A critical heap buffer overflow vulnerability, identified as CVE-2026-42945, was discovered in NGINX's ngx_http_rewrite_module. This vulnerability allows unauthenticated attackers to execute remote code on servers using rewrite and set directives. The bug has existed since the module's introduction in 2008 [1].
The flaw arises from mismatched buffer size calculations in NGINX's script engine. The length pass underestimates the buffer size, causing a heap overflow during the subsequent copy pass when the is_args flag is set. Attackers exploit this by manipulating memory pools through cross-request heap feng shui techniques, corrupting adjacent cleanup pointers that trigger system() calls upon pool destruction [1].
DepthFirst's security analysis system autonomously discovered this flaw while scanning the NGINX source with minimal human intervention. Alongside CVE-2026-42945, three other related memory corruption issues (CVE-2026-42946, CVE-2026-40701, CVE-2026-42934) were identified in the same process [1].

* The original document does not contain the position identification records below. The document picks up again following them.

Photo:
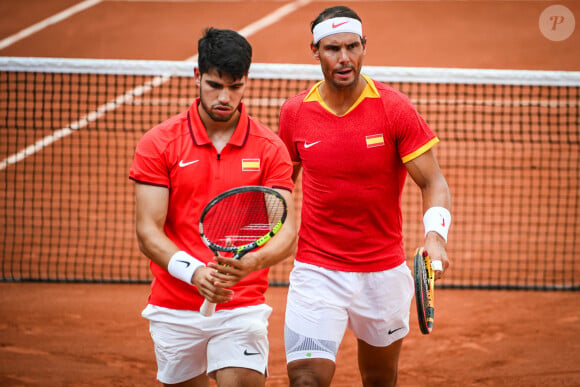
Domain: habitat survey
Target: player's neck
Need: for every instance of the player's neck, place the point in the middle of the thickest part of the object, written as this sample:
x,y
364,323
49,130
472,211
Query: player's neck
x,y
340,99
220,133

The vulnerabilities and an exploit proof of concept were tested on Ubuntu 24.04.3 LTS, demonstrating the impact on current stable environments [1]. A full technical write-up and a vendor advisory are publicly available on the F5 website for developers and administrators to review and mitigate the risk [1].
DepthFirst announced the discovery of the multiple critical memory errors in May 2026 [1]. Server operators running NGINX with rewrite and set directives should apply patches or mitigation steps outlined in the advisory promptly to prevent exploitation.